Выбравшись на берег, я вдруг заметил, что вода прибывает очень быстро. Оглянулся кругом и обомлел: вода залила всю долину - огромный, без единого дерева луг, на котором лишь кое-где ещё виднелись редкие островки сухой земли. Я понял, что оказался в ловушке, что совсем скоро вода затопит и то место, где стою. Схватив ружьё, куртку и сапоги, я босиком бросился бежать к недалёкому лесу, где начинался подъём на хребет. вода уже подступала к нему, так что мне пришлось преодолевать вброд последнюю сотню метров. Но я был спасён!
Когда я рассказал Митричу о случившемся, он пожалел,что ранее не предупредил меня: "В весенне время такие внезапные наводнения тут происходят довольно часто, - рассказал он. Они очень опасны, когда застают человека врасплох в широком безлюдном ровном пространстве. Случаются и жертвы...

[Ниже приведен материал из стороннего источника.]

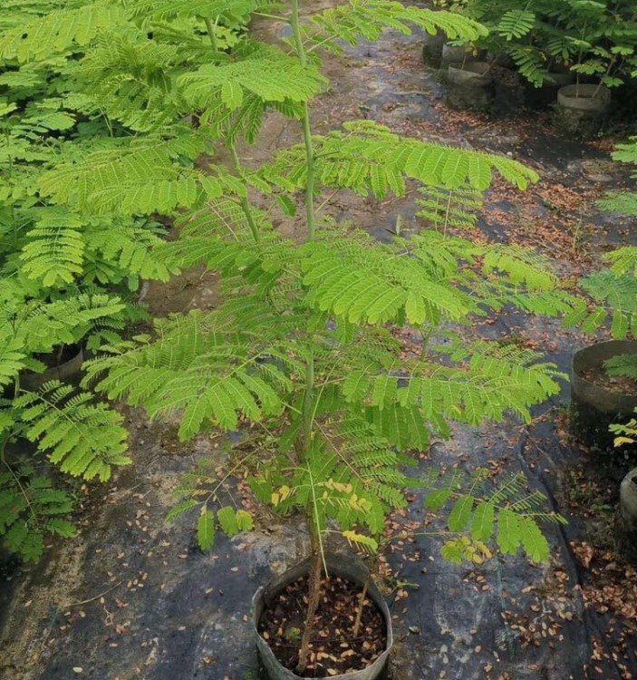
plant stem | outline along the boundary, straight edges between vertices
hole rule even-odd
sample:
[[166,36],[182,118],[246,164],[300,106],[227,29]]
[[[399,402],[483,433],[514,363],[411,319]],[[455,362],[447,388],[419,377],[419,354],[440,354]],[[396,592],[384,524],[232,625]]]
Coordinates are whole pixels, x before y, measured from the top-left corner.
[[[303,44],[301,35],[301,22],[299,16],[299,0],[292,0],[292,16],[290,24],[294,36],[296,55],[303,67],[307,65],[307,53]],[[303,115],[301,116],[303,125],[303,139],[305,145],[305,165],[307,178],[305,180],[305,215],[307,221],[307,240],[312,241],[315,237],[316,217],[314,214],[314,149],[312,141],[312,128],[310,126],[310,108],[307,102],[304,102]],[[312,447],[312,427],[314,421],[314,355],[310,352],[307,360],[305,376],[305,393],[303,404],[303,437],[302,455],[306,461]],[[321,544],[320,526],[316,510],[316,499],[308,503],[305,514],[305,521],[310,535],[311,566],[307,593],[307,612],[299,649],[299,661],[296,672],[301,674],[305,670],[310,649],[310,640],[314,630],[314,617],[321,596],[321,572],[323,563],[323,546]]]
[[[235,149],[235,145],[231,141],[228,142],[227,148],[230,151],[230,155],[232,157],[232,164],[234,166],[235,172],[236,173],[239,179],[242,179],[243,173],[241,170],[241,160],[239,160],[239,156],[236,153],[236,149]],[[256,226],[256,223],[255,222],[255,217],[252,214],[252,208],[250,207],[250,203],[245,196],[240,196],[238,197],[238,199],[239,199],[239,205],[241,206],[241,210],[243,211],[243,214],[246,216],[246,221],[247,222],[247,226],[250,228],[250,233],[252,234],[252,238],[255,239],[255,243],[258,243],[259,242],[259,229]]]
[[[307,53],[301,35],[301,23],[299,19],[299,0],[292,0],[292,18],[290,20],[294,34],[296,54],[301,65],[307,66]],[[314,238],[316,218],[314,216],[314,149],[312,142],[312,128],[310,127],[310,108],[307,102],[303,105],[301,116],[303,125],[303,139],[305,144],[305,164],[307,166],[307,180],[305,182],[305,214],[307,219],[307,238]]]
[[312,634],[314,629],[314,617],[321,599],[321,570],[323,568],[319,529],[311,517],[308,517],[307,525],[310,529],[310,551],[312,562],[310,564],[310,578],[307,587],[307,613],[305,615],[305,622],[303,627],[301,647],[299,648],[299,663],[296,665],[296,672],[299,674],[303,673],[307,665],[310,640],[312,639]]
[[352,631],[352,636],[356,637],[358,636],[358,631],[361,627],[361,617],[362,617],[362,607],[365,603],[365,597],[367,597],[367,588],[370,587],[370,578],[371,577],[368,577],[367,580],[365,581],[365,585],[362,587],[362,593],[361,593],[360,600],[358,603],[358,609],[356,611],[356,620],[354,621],[354,629]]
[[204,21],[206,22],[206,30],[208,31],[208,35],[210,38],[210,44],[212,44],[212,49],[215,52],[218,52],[219,51],[219,45],[218,45],[218,44],[217,42],[217,35],[215,35],[215,25],[216,25],[216,23],[213,24],[213,23],[212,23],[212,21],[211,21],[211,19],[210,19],[209,16],[206,17],[204,19]]

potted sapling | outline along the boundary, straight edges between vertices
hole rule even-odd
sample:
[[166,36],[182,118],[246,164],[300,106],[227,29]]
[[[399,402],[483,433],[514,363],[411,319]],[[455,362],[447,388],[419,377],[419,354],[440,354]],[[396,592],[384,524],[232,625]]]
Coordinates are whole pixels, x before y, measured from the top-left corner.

Охота продолжалась, и я стал приносить редкие охотничьи трофеи. Скоро их набралось более полусотни. Сергей, конечно, был более удачлив - его трофеи заполнили целый мешок. И в начале мая мы соорудили небольшой плот со скрадом, а быстрое течение полноводной реки за одни сутки вынесло нас к Лене, в которую р. Тира впадает километрах в пятнадцати ниже Марково.
Дома мать вручила мне письмо из Иркутска. В нём крайоно извещал меня о том, что я восстановлен на работе и что мне оплатят вынужденный прогул. Для меня это была очень большая радость. Я поверил, что в мире есть правда и есть хорошие люди. И селяне тоже скоро узнали, что я не троцкист, не зиновьевец и не преступник, а против советской власти ничего не замышлял. Отношение их ко мне изменилось.
Я был реабилитирован! Правда, в письме из крайкома, которое пришло несколько позже, мне предлагалось приехать в Иркутск специально "для разбора Вашего дела". Но для такой поездки у меня не было ни денег, ни времени. И в комсомоле я был восстановлен только через три года, когда приехал в Иркутск для поступления в педагогический институт. Пока же, отложив всё, я стал спешно собираться в Киренск, чтобы устроиться на работу в школу.